RSI STAFF CASE STUDY

Nuclear Power Reactor Licensing

The better informed they are, the more likely the public will support the right form of energy.

Mandate

RSI was tasked with providing scientific advice and content for a nuclear power reactor licensing process in an OECD country.

The nuclear safety commission in question regulates and licenses all nuclear reactors in the country, and requires a full scope of technical information for licensing processes. This commission also expects that these documents are written to be understood by members of the general public who may follow the licensing process and attend the public hearings.  This is important for the commission’s objective of ensuring that the licence application and approval process is fully transparent and accessible to the public.

Work

RSI advised on the preparation of key licensing documents for enhanced public comprehension and credibility in support of licensing hearings for two nuclear reactors. The goal was to provide comprehensible information on a complex and often contentious technology, presenting information on risks and safety provisions that is balanced and unbiased and thus credible to a public that has become concerned about risk claims and value-based opposition to the technology.

For one of the reactors, RSI evaluated communication materials in terms of risk communication best practices in the context of their licensing hearings. RSI advised on principles of communicating risk and risk management to a public that is concerned about risks from nuclear power reactors, particularly in light of claims made by critical intervenors.  The process involved workshops with the reactor’s staff on public attitudes to nuclear power and risk communication.

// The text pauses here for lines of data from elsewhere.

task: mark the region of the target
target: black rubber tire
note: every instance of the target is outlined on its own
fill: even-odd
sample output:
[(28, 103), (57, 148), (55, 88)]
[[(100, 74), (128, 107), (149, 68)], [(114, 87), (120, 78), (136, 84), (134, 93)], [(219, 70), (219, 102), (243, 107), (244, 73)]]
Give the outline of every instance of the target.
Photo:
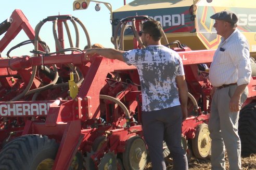
[(241, 155), (256, 153), (256, 103), (245, 106), (240, 111), (238, 134), (241, 140)]
[(54, 160), (58, 145), (46, 136), (29, 135), (7, 144), (0, 152), (0, 169), (34, 170), (46, 159)]
[[(133, 158), (131, 158), (131, 155), (133, 155), (133, 154), (134, 153), (134, 151), (132, 150), (132, 148), (133, 147), (133, 145), (134, 144), (136, 144), (137, 143), (141, 143), (142, 144), (141, 147), (143, 149), (145, 149), (146, 152), (144, 154), (146, 154), (145, 158), (142, 158), (143, 159), (142, 161), (144, 161), (144, 164), (142, 165), (142, 166), (140, 166), (138, 168), (136, 168), (134, 166), (138, 166), (139, 164), (139, 162), (136, 162), (136, 165), (133, 164), (134, 163), (134, 161), (133, 160)], [(145, 168), (146, 165), (147, 165), (147, 146), (146, 145), (146, 143), (144, 140), (138, 136), (134, 136), (130, 137), (128, 140), (127, 140), (126, 146), (125, 146), (125, 150), (124, 152), (123, 153), (123, 164), (124, 169), (126, 170), (142, 170)]]
[[(206, 149), (206, 151), (204, 150), (206, 153), (203, 153), (201, 152), (200, 149), (201, 148), (201, 143), (202, 143), (202, 139), (200, 138), (200, 135), (202, 134), (200, 134), (201, 130), (204, 130), (204, 133), (207, 133), (208, 134), (210, 134), (208, 129), (208, 125), (206, 123), (201, 123), (197, 125), (196, 128), (196, 131), (195, 138), (192, 139), (192, 150), (193, 151), (194, 155), (197, 158), (205, 159), (208, 158), (209, 157), (209, 155), (211, 153), (211, 140), (209, 136), (206, 135), (207, 137), (207, 148)], [(201, 132), (203, 133), (203, 132)], [(201, 145), (200, 145), (201, 144)]]

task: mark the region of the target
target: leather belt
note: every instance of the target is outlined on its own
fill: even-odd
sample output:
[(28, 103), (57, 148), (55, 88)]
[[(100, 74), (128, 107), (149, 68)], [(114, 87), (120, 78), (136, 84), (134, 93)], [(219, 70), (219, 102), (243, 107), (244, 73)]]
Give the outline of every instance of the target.
[(237, 85), (237, 83), (236, 82), (235, 83), (231, 83), (231, 84), (223, 84), (223, 85), (222, 85), (221, 86), (217, 87), (217, 89), (222, 89), (224, 88), (226, 88), (227, 87), (229, 87), (229, 86), (231, 86), (232, 85)]

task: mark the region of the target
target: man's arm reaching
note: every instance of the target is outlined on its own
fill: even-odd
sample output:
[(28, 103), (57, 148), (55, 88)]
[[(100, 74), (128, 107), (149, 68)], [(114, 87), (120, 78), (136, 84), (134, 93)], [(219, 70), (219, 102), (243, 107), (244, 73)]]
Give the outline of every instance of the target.
[(98, 54), (109, 59), (117, 59), (124, 62), (123, 58), (124, 51), (117, 50), (112, 48), (95, 48), (85, 50), (85, 55)]

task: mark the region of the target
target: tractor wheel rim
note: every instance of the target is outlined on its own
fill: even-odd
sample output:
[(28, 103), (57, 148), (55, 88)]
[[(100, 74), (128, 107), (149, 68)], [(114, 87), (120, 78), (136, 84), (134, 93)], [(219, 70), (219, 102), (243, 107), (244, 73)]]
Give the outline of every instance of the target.
[(142, 139), (138, 139), (133, 143), (130, 151), (130, 164), (135, 169), (139, 169), (146, 163), (147, 148)]
[(54, 160), (46, 159), (43, 160), (37, 166), (36, 170), (52, 170), (54, 164)]
[(198, 149), (202, 156), (208, 155), (211, 151), (211, 138), (208, 128), (203, 128), (198, 136)]

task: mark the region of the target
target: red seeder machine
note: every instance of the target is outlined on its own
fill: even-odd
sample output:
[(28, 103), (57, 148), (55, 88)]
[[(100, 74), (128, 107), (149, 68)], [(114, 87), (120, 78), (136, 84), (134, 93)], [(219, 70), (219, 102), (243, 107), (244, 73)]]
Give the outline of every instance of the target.
[[(114, 33), (116, 48), (122, 49), (122, 35), (127, 26), (134, 30), (134, 48), (143, 48), (137, 33), (148, 19), (136, 16), (121, 21), (117, 29), (121, 29), (118, 41), (118, 31)], [(55, 52), (39, 36), (48, 21), (53, 23)], [(75, 30), (75, 45), (68, 21)], [(96, 54), (85, 56), (78, 48), (78, 24), (85, 35), (87, 48), (91, 48), (85, 27), (70, 15), (48, 17), (34, 31), (22, 11), (15, 10), (0, 24), (0, 34), (5, 33), (0, 40), (1, 52), (21, 30), (29, 38), (10, 49), (8, 58), (2, 55), (0, 60), (0, 169), (143, 169), (146, 166), (137, 69)], [(64, 28), (68, 48), (63, 43)], [(183, 59), (189, 91), (189, 116), (183, 122), (181, 134), (183, 148), (188, 158), (193, 153), (206, 158), (211, 148), (207, 122), (211, 88), (206, 66), (210, 64), (214, 50), (192, 51), (179, 41), (163, 40), (167, 46), (174, 44), (172, 48)], [(33, 56), (9, 56), (11, 50), (29, 43), (34, 45)], [(245, 106), (254, 99), (254, 78)], [(248, 106), (246, 115), (253, 115), (254, 105)], [(169, 152), (163, 144), (167, 157)]]

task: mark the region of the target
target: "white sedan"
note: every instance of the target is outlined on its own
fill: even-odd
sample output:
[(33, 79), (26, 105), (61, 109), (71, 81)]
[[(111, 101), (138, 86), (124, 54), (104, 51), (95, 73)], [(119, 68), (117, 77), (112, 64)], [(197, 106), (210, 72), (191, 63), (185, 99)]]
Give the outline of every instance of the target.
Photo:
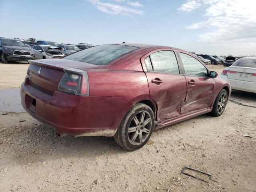
[(256, 57), (245, 57), (227, 67), (221, 76), (228, 79), (231, 88), (256, 93)]

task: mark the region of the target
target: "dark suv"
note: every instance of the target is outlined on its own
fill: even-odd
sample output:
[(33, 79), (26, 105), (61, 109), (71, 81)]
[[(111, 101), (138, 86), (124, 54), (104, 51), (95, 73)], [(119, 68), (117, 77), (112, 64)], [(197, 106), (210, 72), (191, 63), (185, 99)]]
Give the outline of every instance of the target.
[(210, 60), (211, 61), (211, 64), (213, 65), (218, 65), (218, 64), (220, 64), (220, 60), (217, 58), (214, 58), (211, 55), (202, 54), (196, 55), (198, 56), (200, 56), (204, 59)]
[(1, 61), (28, 61), (35, 59), (31, 48), (27, 47), (22, 41), (14, 39), (0, 38)]

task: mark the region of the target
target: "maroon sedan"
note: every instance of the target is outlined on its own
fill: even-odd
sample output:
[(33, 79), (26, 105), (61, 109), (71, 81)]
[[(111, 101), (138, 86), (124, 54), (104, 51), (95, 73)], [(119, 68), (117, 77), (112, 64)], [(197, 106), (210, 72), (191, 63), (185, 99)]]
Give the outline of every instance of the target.
[(154, 129), (223, 112), (229, 82), (190, 53), (138, 44), (100, 45), (30, 61), (21, 102), (59, 135), (114, 136), (128, 150)]

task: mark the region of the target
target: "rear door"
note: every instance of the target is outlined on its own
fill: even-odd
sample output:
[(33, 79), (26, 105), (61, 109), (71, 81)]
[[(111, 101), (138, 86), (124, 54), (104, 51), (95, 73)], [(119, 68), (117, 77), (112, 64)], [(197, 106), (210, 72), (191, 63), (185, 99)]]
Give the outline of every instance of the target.
[(211, 107), (214, 101), (215, 81), (208, 77), (207, 69), (198, 60), (185, 53), (179, 53), (183, 64), (187, 86), (186, 99), (181, 114)]
[[(141, 58), (147, 76), (150, 97), (158, 107), (157, 120), (179, 116), (186, 92), (185, 77), (172, 50), (158, 50)], [(145, 67), (144, 67), (144, 68)]]

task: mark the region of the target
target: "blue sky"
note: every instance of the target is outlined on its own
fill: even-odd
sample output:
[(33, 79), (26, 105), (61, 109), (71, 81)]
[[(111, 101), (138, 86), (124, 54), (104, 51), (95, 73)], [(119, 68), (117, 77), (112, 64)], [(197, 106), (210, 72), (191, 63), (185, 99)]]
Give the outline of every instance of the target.
[(256, 1), (0, 0), (0, 36), (256, 54)]

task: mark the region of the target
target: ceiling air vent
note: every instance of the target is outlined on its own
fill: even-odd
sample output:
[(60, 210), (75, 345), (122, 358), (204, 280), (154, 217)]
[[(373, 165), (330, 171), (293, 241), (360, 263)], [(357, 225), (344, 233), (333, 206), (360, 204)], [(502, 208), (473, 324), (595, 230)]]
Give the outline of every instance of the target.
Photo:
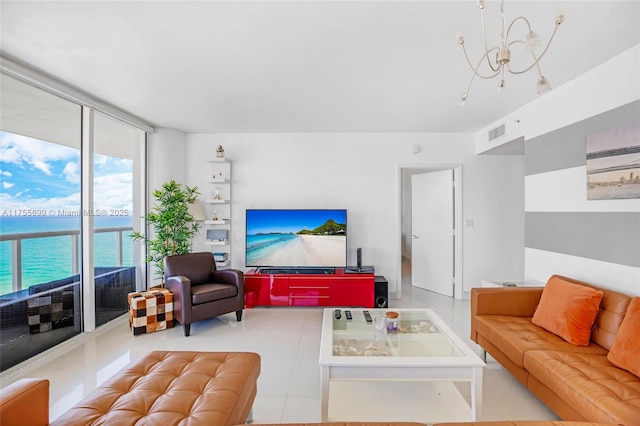
[(502, 135), (504, 135), (504, 124), (496, 127), (493, 130), (489, 130), (489, 142), (496, 138), (499, 138)]

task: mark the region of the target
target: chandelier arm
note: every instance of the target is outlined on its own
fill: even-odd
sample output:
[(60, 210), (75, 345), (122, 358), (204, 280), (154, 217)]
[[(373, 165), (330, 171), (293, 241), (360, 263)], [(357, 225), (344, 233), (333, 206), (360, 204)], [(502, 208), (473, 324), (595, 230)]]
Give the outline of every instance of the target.
[[(516, 43), (522, 43), (524, 44), (524, 42), (522, 40), (515, 40), (512, 41), (511, 43), (509, 43), (509, 47), (511, 47), (512, 44), (516, 44)], [(514, 71), (511, 69), (511, 64), (507, 64), (507, 69), (509, 70), (509, 72), (511, 74), (524, 74), (525, 72), (529, 71), (531, 68), (533, 67), (538, 67), (538, 74), (540, 74), (540, 76), (542, 76), (542, 72), (540, 71), (540, 59), (542, 58), (542, 56), (540, 57), (536, 57), (536, 54), (531, 52), (531, 56), (533, 57), (533, 63), (531, 65), (529, 65), (527, 68), (523, 69), (523, 70), (518, 70), (518, 71)]]
[[(551, 37), (549, 38), (549, 41), (547, 42), (547, 45), (544, 47), (544, 50), (542, 51), (540, 56), (538, 56), (536, 58), (536, 62), (540, 61), (542, 59), (542, 57), (544, 56), (544, 54), (547, 53), (547, 50), (549, 50), (549, 46), (551, 46), (551, 42), (553, 41), (553, 37), (555, 37), (556, 32), (558, 31), (558, 27), (560, 26), (561, 23), (562, 23), (561, 20), (556, 20), (556, 26), (553, 29), (553, 32), (551, 33)], [(534, 57), (535, 57), (535, 55), (534, 55)]]
[[(514, 25), (516, 22), (518, 22), (518, 21), (520, 21), (520, 20), (524, 21), (524, 23), (525, 23), (525, 24), (527, 24), (527, 28), (529, 29), (529, 32), (531, 32), (531, 31), (532, 31), (532, 29), (531, 29), (531, 24), (529, 23), (529, 20), (528, 20), (526, 17), (524, 17), (524, 16), (518, 16), (518, 17), (517, 17), (517, 18), (515, 18), (513, 21), (511, 21), (511, 24), (509, 24), (509, 29), (507, 29), (507, 37), (506, 37), (506, 39), (507, 39), (507, 40), (509, 39), (509, 33), (511, 32), (511, 28), (513, 27), (513, 25)], [(509, 45), (511, 45), (511, 44), (513, 44), (513, 42), (511, 42)]]
[(499, 66), (497, 69), (491, 67), (491, 70), (494, 71), (494, 74), (491, 76), (483, 76), (482, 74), (480, 74), (478, 72), (478, 69), (480, 68), (480, 65), (482, 64), (482, 61), (484, 60), (485, 57), (489, 56), (489, 54), (491, 52), (493, 52), (494, 50), (498, 50), (497, 47), (494, 47), (492, 49), (490, 49), (489, 51), (487, 51), (484, 55), (482, 55), (482, 57), (480, 58), (480, 60), (478, 61), (478, 65), (476, 65), (475, 67), (471, 64), (471, 60), (469, 59), (469, 55), (467, 54), (467, 49), (465, 49), (464, 44), (462, 45), (462, 51), (464, 52), (464, 57), (467, 60), (467, 64), (469, 64), (469, 68), (471, 68), (471, 71), (473, 71), (474, 74), (478, 74), (478, 77), (480, 78), (484, 78), (484, 79), (488, 79), (488, 78), (493, 78), (496, 75), (498, 75), (498, 73), (500, 72), (500, 70), (502, 69), (501, 66)]
[(487, 58), (487, 64), (489, 64), (489, 68), (491, 68), (492, 71), (500, 71), (500, 65), (498, 65), (497, 67), (494, 67), (493, 64), (491, 63), (491, 59), (489, 59), (489, 52), (491, 52), (493, 50), (496, 50), (496, 49), (499, 49), (499, 48), (498, 47), (492, 47), (491, 49), (489, 49), (489, 46), (487, 45), (487, 31), (485, 30), (485, 25), (484, 25), (484, 8), (480, 9), (480, 22), (482, 24), (482, 39), (484, 41), (484, 56), (483, 56), (483, 58), (485, 58), (485, 57)]

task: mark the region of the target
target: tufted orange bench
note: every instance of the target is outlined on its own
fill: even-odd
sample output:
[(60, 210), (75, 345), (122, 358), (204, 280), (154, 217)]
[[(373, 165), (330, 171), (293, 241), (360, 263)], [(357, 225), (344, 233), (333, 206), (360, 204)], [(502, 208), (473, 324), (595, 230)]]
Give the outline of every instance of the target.
[[(259, 374), (260, 356), (252, 352), (150, 352), (51, 425), (244, 423)], [(22, 379), (2, 389), (0, 419), (3, 425), (47, 425), (48, 404), (48, 380)]]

For the second reactor’s licensing process, RSI developed a strategy for the document to be presented to the licensing commission’s members. Working from the commission’s technical licence application document, RSI drafted the text for the commission, presenting the essential technical details required for that document by the regulator, in a form that is more comprehensible by the non-technical public, preparing additional background material to more fully explain some key technical aspects of the nuclear power process and selecting graphics that illustrated complex processes or concepts. The process involved working closely with technical and other issue experts to ensure accuracy of the text, and delivering the document organization, design and layout.

Outcomes

The value of this process was illustrated by a comment by one of the Commission members, who complimented OPG on the quality of their report, and drew specific attention to the explanatory text boxes that RSI created to describe the complex technology that is difficult for the non-expert public to understand.